Abstract

Pacing to increase resting heart rate (HR) is commonly employed in order to improve hemodynamics and cardiac output (CO), particularly in post-operative setting when right ventricle (RV) dysfunction is present. We tested if right atrial (RA) pacing improves RV hemodynamics acutely, and if the degree of baseline RV dysfunction modifies this relationship. We prospectively enrolled adult subjects with known or suspected pulmonary arterial hypertension (PAH) who underwent elective right heart catheterization between January 2013 and April 2016. RV pressure-volume (PV) analysis was performed with conductance catheters. RV volumes were calibrated by cardiac MRI same day. After measuring baseline PV data, a bipolar pacing wire was positioned in the RA and rate set to 80 to 90 beats per minute (bpm). Rate was increased in steps of 20 bpm. PV loops were recorded at end-expiration after 1 minute in each group: 80-99, 100-119, and 120-139 bpm. Parametric data were analyzed by Repeated Measures ANOVA, and non-parametric data were analyzed by Friedman Test. Baseline hemodynamic predictors of CO were analyzed by Repeated Measures simple linear regression. Twenty-three subjects were included in this analysis. Baseline mean RA pressure was 7 ± 3 mmHg with pulmonary vascular resistance of 5.2 ± 4.1 wood units.

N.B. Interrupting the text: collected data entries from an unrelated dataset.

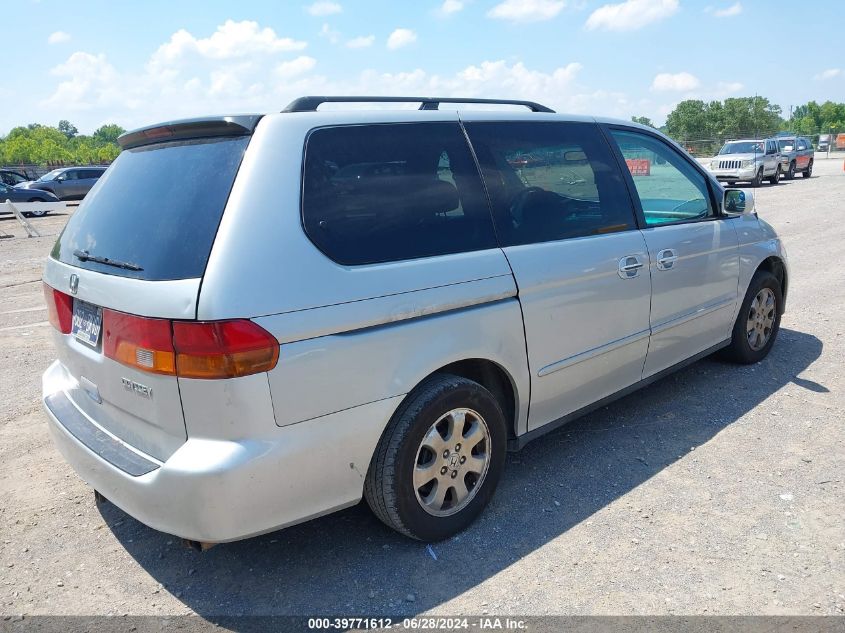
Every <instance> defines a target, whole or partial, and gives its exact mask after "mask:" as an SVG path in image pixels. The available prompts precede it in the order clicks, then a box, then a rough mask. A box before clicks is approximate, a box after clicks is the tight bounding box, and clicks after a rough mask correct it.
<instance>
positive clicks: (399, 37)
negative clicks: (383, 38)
mask: <svg viewBox="0 0 845 633" xmlns="http://www.w3.org/2000/svg"><path fill="white" fill-rule="evenodd" d="M416 41H417V34H416V33H414V32H413V31H412V30H411V29H396V30H395V31H393V33H391V34H390V37H388V38H387V48H389V49H390V50H396V49H397V48H402V47H403V46H407V45H408V44H413V43H414V42H416Z"/></svg>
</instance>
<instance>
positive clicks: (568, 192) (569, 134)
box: [466, 122, 635, 246]
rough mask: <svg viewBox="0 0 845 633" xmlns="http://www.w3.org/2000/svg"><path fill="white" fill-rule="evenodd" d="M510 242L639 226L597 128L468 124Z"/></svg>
mask: <svg viewBox="0 0 845 633" xmlns="http://www.w3.org/2000/svg"><path fill="white" fill-rule="evenodd" d="M466 129H467V133H468V134H469V137H470V140H471V142H472V145H473V148H474V149H475V152H476V155H477V156H478V160H479V163H480V164H481V169H482V172H483V174H484V181H485V183H486V184H487V189H488V192H489V194H490V199H491V202H492V205H493V217H494V219H495V221H496V229H497V233H498V235H499V239H500V241H501V242H502V245H503V246H511V245H517V244H531V243H536V242H549V241H554V240H562V239H568V238H575V237H585V236H588V235H601V234H605V233H613V232H616V231H624V230H627V229H632V228H634V226H635V222H634V214H633V211H632V209H631V202H630V198H629V197H628V195H627V192H626V191H625V186H624V183H623V181H622V178H621V175H620V173H619V170H618V168H617V167H616V166H615V164H614V160H613V156H612V154H611V152H610V149H609V148H608V146H607V143H606V142H605V140H604V139H603V138H602V137H601V135H600V133H599V130H598V128H597V127H596V126H595V125H593V124H588V123H531V122H509V123H493V122H490V123H487V122H483V123H469V124H467V125H466Z"/></svg>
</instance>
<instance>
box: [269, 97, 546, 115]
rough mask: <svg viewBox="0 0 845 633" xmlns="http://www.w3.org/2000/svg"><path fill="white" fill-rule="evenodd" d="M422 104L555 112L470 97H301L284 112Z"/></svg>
mask: <svg viewBox="0 0 845 633" xmlns="http://www.w3.org/2000/svg"><path fill="white" fill-rule="evenodd" d="M416 101H419V102H420V110H437V109H438V108H439V107H440V104H441V103H483V104H488V105H518V106H523V107H526V108H528V109H529V110H531V111H532V112H554V110H552V109H551V108H549V107H546V106H544V105H541V104H539V103H535V102H534V101H521V100H518V99H474V98H470V97H466V98H460V97H300V98H299V99H294V100H293V101H291V102H290V103H289V104H288V106H287V107H286V108H285V109H284V110H282V112H314V111H315V110H316V109H317V108H318V107H319V106H320V105H322V104H323V103H414V102H416Z"/></svg>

As HR increased with RA pacing, stroke volume (SV) declined in each pacing group (68±22, 61±19, 54±21 mL, respectively; p<0.001) with increase in CO (5.5±1.9, 6.2±1.9, 6.6±2.5 L/min; p<0.001). The dP/dt maximum increased (429, 490, 549 mmHg/s; p<0.001); however, RV-pulmonary arterial coupling (Ees/Ea) fell with pacing (0.97 vs 0.84 vs 0.78, p=0.009). No baseline hemodynamic parameter or measure of RV function modified the relationship between CO and RA pacing. Between-subject data had large variation; exclusion of non-PAH subjects (n=6) did not alter results. As heart rate increases with RA pacing, RV contractility and CO increase modestly at the expense of cardiac efficiency.